Huurder voert als verweer aan dat de gemeente geen zekerheid kan verlangen, aangezien zij degene is die de vordering heeft ingesteld, dat huurder op grond van artikel
- 353.
lid 2 Rv niet gehouden is tot het stellen van zekerheid, dat hij niet zonder woon- of verblijfplaats is en een postadres in [plaats] heeft en ten slotte dat de redelijkheid en billijkheid in de weg staan aan toewijzing van de vordering.

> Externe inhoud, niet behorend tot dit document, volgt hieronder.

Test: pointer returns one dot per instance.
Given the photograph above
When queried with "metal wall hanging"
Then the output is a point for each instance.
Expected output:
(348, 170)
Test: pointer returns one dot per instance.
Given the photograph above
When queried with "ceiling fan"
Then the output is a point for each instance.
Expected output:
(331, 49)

Huurder vordert de gemeente te veroordelen in de kosten van het incident.
7.8.
Het hof overweegt het volgende.
7.8.1.
Ingevolge artikel 224 lid 1 Rv zijn allen zonder woonplaats of gewone verblijfplaats
in Nederland, die bij een Nederlandse rechter een vordering instellen of zich voegen of tussenkomen in een geding alhier, verplicht op vordering van de wederpartij zekerheid te stellen voor de proceskosten en de schadevergoeding tot betaling waarvan zij veroordeeld zouden kunnen worden. Bedoeling van de bepaling is de gedaagde een middel te geven om te voorkomen dat hij blijft zitten met een proceskostenveroordeling van de eiser die niet ten uitvoer kan worden gelegd omdat de eiser zich niet bevindt in Nederland of in een ander land waar een Nederlandse uitspraak kan worden geëxecuteerd.
7.8.2.
Het verweer van huurder tegen de stelling van de gemeente, dat hij zonder woon- of
verblijfplaats is, gaat op. De gevallen waarin zekerheid kan worden gevorderd, blijven beperkt tot die waarin het verhaal bemoeilijkt wordt doordat degene van wie de zekerheid gevorderd wordt het centrum van zijn sociale en economische activiteiten elders heeft. Weliswaar blijkt uit het proces-verbaal van ontruiming, dat de gemeente als productie 2 bij haar memorie van antwoord overgelegd heeft, dat de deurwaarder op 28 augustus 2012 de standplaats van huurder aan de [straatnaam] [huisnummer] te [plaats] heeft ontruimd, maar naar het oordeel van het hof volgt hieruit nog niet dat huurder het centrum van zijn sociale en economische activiteiten niet (meer) in Nederland heeft of in een ander land waar een Nederlandse uitspraak kan worden geëxecuteerd. Het bewijsaanbod van de gemeente passeert het hof als onvoldoende gespecificeerd, aangezien zij heeft nagelaten voldoende concreet aan te geven op welke van haar stellingen in het incident het bewijsaanbod betrekking heeft.
7.8.3.
Ten overvloede overweegt het hof dat ook het verweer van huurder, dat het beroep van de gemeente op artikel 224 lid 1 Rv naar maatstaven van redelijkheid en billijkheid onaanvaardbaar moet worden geacht, slaagt. Het is juist door toedoen van de gemeente dat huurder zijn woonplaats verloren heeft. Dat is immers het gevolg van de executie van het vonnis waarbij de vordering van de gemeente tot ontruiming van het gehuurde is toegewezen.
7.9.
Uit het voorgaande volgt dat de vordering van de gemeente zal worden afgewezen.
7.10.
Het hof zal de gemeente als de in het ongelijk gestelde partij veroordelen in de
kosten van het incident. De kosten van het incident aan de zijde van huurder zullen worden vastgesteld op € 894,- (1 punt x € 894,-) voor salaris advocaat overeenkomstig het liquidatietarief.
In de hoofdzaak
7.11.
De gemeente heeft gevraagd arrest te wijzen. Iedere verdere beslissing zal worden aangehouden.
8. De uitspraak
Het hof:
in het incident:
wijst de vordering af;
veroordeelt de gemeente in de proceskosten van het incident, welke kosten aan de zijde van huurder tot de dag van deze uitspraak worden begroot op € 894,- aan salaris advocaat;
verklaart deze proceskostenveroordeling uitvoerbaar bij voorraad;
in de hoofdzaak:
verwijst de zaak naar de rol van 25 juni 2013 voor arrest;
houdt iedere verdere beslissing aan.
Dit arrest is gewezen door mrs. B.A. Meulenbroek, M.G.W.M. Stienissen en M. van Ham en in het openbaar uitgesproken door de rolraadsheer op 2 april 2013.